The lawsuit says that the officer at one point pinned Johnson to the ground by placing a knee on Johnson's neck. The complaint says Johnson yelled “I can't breathe!”, but the officer “continued to pin Mr. Johnson to the ground with his knee,” while the white suspect police had been pursuing “was left unattended.”

The lawsuit filed in Boston federal court alleges that police violated Johnson's constitutional rights when they stopped him, searched him, handcuffed him and placed him in the back of a cruiser before releasing him with no charges.

Johnson said in an interview that the incident took such an emotional toll on him that he struggled to manage his daily life to the point that he almost lost his job as a grants administrator for a hospital.

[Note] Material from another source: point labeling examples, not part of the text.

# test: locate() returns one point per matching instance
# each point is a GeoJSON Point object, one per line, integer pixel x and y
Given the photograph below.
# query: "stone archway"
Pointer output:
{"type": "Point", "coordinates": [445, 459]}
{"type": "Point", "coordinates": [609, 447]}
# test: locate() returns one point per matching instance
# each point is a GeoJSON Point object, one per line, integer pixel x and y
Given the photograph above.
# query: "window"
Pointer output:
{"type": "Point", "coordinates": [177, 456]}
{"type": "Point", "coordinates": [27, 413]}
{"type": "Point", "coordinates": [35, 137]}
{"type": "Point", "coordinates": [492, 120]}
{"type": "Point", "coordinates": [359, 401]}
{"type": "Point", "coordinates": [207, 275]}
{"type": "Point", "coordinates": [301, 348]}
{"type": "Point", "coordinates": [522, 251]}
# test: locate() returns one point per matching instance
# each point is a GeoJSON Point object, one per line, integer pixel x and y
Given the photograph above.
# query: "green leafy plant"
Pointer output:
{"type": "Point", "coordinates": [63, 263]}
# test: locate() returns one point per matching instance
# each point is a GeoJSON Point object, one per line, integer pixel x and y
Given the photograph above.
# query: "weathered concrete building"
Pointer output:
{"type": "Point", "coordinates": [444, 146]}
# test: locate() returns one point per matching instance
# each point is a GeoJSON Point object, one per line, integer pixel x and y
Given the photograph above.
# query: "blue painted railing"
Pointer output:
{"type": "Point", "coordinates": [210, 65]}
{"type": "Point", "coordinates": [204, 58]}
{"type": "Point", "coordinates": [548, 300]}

“I was wrongfully arrested and wrongfully searched just because of the fact that he thought I was the person that he was chasing down,” Johnson said.

Arlington Police Chief Julie Flaherty said in an email that police couldn't comment as neither police nor the town had yet been served the lawsuit.

Johnson's lawyers say an internal investigation found that the officers violated several department policies and procedures. One of Johnson's attorneys, Mirian Albert of Lawyers for Civil Rights, said they hope the case brings systematic changes to eradicate racial profiling practices in the department.

“All people should feel safe in their own communities. Mr. Johnson's rights were violated within view of his home and this is exactly the type of police misconduct that fuels the mistrust between communities of color and law enforcement,” she said.

Police were were initially called to an Arlington hotel about a man seen there who the staff believed was previously involved in the theft of televisions, the lawsuit says. The white man was “known to police” for “prior criminal acts” and when officers arrived at the hotel, officer Steven Conroy showed a photo of the man to the front desk clerk, who said it appeared to be the same person.

Police went to the room to investigate, but the man escaped and they began to chase him, according to the lawsuit. Johnson, who was almost to his Somerville home, saw the man jog past him before Conroy approached and yelled at both men to “get the (expletive) on the floor.”

The white suspect got on his knees, but Johnson stayed standing, the lawsuit says. After that, Johnson says Conroy drew his gun, threw him to the ground and pinned him down with a knee on his neck.

Another officer who arrived in a cruiser recognized the white man and put him in handcuffs, and the suspect told the officer he didn't know Johnson, according to the lawsuit. A third officer who arrived “immediately jumped on” Johnson to help Conroy hold him down, according to the complaint.

Lawyers for Johnson say the officers had no reason to believe Johnson was involved in any crime: Police had a photo of the white suspect they were looking for, Johnson and the other man both told officers they didn’t know each other and “nothing in the investigation indicated that there was more than one male suspect involved,” the lawsuit says.

The complaint says Johnson was released at the hotel after its staff told officers they had never seen him before. Police left him to find his own way home, the lawsuit says.